Nisishima said there wasn’t much discrimination, except during World War II. Japanese Brazilians were not allowed to speak their language in public or hold any kind of public gathering. But while some Latin American countries, particularly Peru, deported citizens of Japanese heritage to internment camps in the United States, Brazil did not.

“Our schools were shut down, and Japanese newspapers stopped circulating,” Nisishima said. “But all that disappeared soon after the war ended.”

The Japanese community also loosened its taboo on intermarriage after the war. Today, about 40% of the community has some non-Japanese ancestry.

“As younger generations started moving into large urban centers, they came into close contact with Brazil’s culture of miscegenation,” Persici said. “In 50 years, it will be almost impossible to distinguish the community as an ethnically different group.”

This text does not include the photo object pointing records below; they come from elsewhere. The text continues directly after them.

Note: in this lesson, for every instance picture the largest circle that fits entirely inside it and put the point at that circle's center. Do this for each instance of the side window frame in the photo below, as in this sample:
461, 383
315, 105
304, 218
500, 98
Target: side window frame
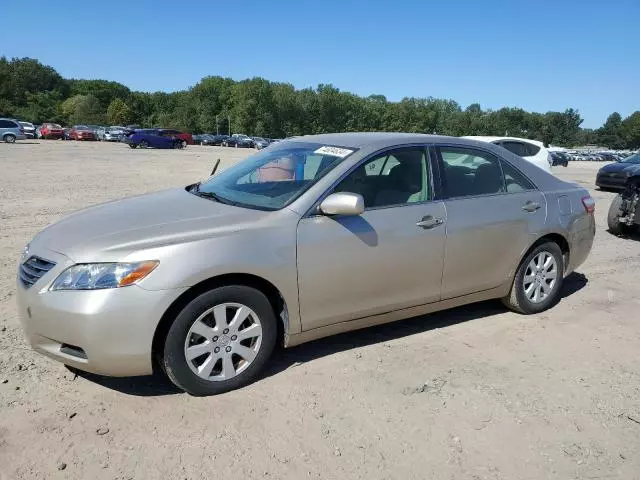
441, 166
314, 211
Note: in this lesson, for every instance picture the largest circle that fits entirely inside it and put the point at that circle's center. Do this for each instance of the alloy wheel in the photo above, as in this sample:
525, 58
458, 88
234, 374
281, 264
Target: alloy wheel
223, 342
540, 277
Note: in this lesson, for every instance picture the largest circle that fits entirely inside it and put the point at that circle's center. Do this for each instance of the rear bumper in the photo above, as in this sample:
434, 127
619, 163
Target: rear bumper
583, 233
107, 332
607, 181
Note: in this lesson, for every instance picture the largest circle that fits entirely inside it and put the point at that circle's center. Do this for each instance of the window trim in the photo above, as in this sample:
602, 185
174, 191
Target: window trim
501, 159
314, 210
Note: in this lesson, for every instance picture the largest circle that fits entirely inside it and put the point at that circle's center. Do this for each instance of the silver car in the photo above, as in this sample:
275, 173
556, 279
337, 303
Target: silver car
311, 237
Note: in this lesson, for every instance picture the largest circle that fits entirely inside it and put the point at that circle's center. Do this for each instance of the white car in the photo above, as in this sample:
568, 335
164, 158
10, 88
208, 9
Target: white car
531, 150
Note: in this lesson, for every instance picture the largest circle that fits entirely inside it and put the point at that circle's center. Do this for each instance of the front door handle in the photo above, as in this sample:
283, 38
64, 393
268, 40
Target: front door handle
531, 206
429, 222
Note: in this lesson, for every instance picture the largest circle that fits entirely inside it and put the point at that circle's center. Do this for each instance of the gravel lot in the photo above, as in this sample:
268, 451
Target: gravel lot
472, 393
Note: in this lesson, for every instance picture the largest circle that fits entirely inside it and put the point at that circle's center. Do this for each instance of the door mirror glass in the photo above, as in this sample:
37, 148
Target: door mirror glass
343, 203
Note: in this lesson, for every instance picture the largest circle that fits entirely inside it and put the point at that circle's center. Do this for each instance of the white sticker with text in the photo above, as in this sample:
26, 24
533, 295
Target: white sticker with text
333, 151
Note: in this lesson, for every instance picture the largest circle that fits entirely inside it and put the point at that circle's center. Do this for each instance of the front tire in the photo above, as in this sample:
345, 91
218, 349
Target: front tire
538, 280
613, 219
220, 341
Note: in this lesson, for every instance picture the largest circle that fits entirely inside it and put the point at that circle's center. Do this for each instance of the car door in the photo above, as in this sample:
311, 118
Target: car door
388, 258
493, 214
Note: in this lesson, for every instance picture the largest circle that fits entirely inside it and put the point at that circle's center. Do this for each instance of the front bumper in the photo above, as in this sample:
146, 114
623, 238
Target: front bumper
107, 332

Miyabi’s father, Horacio Massanori Endo, doesn’t agree.

Endo, who grows persimmon, eggplant and peppers on his 12-acre farm, is the grandson of Japanese immigrants who arrived in 1910 and settled in Mogi das Cruzes.

“This may happen in terms of our physical traits because of the growing number of mixed marriages. But not in terms of language, culture and traditions,” he said. “My daughter is just as much a Brazilian as anyone else, but she is also Japanese.”